In rice, we previously observed that downregulation of OsGUN4 results in deregulated transcription of PhANGs and altered tetrapyrrole biosynthesis, as well as decreased ¹O₂ production and down-regulated ¹O₂-dependent retrograde signaling (Li et al., 2017). In the present study, we observed the same concentration changes of PPIX, Mg-PPIX and pchlide (Figures 3A–C) and ¹O₂ (Figure 4D) in both of gun4^epi/gun4^epi and gun4^epi/gun4-1 seedlings as in HYB. These results are consistent with the findings that OsGUN4 plays a role by promoting ¹O₂ generation and its deficiency is expected to impair ¹O₂-dependent retrograde signaling.

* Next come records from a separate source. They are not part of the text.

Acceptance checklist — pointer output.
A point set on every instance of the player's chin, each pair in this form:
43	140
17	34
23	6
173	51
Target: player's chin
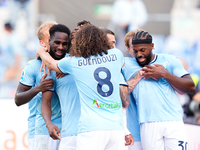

Regarding the role of GUN4 in retrograde signaling, it has so far limited to the ¹O₂-dependent, EXECUTER 1 and/or EXECUTER 2 mediated transcription regulation of PhANGs. Our present study for the first time extended it to the regulation of PRX genes (Figure 9). While further studies are needed to establish the regulatory chain from GUN4 to PRX genes, we here propose that regulation of genes responsive for ROS scavenging, such as the PRX genes studied in the present study, is an essential function of the retrograde signaling pathway. We further envision the following working module: In WT plants, the ¹O₂ level increases with the progress of photosynthesis, and activate EXECUTER 1 and/or EXECUTER 2 sense ¹O₂ level and other transcription factor (TF) genes, such as BAP1. Some of the activated TFs repress the transcription of PhANGs after photosynthesis reaches to a high level, for example late morning, such that the photosynthesis is prohibited at midday. On the other side, some of the TFs activate genes including PRX genes, and the peroxidases encoded by them together help scavenge ROS thus maintain a low ROS level. However, in gun4 mutants, the ¹O₂ level remains low due to lack of functional GUN4 hence the ¹O₂-mediated retrograde signaling pathway is not activated, and consequently, (1) a relatively high level of photosynthesis is maintained, which continuously generates ROS, (2) PRX genes are not activated hence ROS scavenging capacity remains low, which together result in the accumulation of excessive ROS (Figure 9). More studies are needed to validate our hypothesis and reveal the players leading to the activation of PRX genes downstream the ¹O₂-mediated signaling pathway.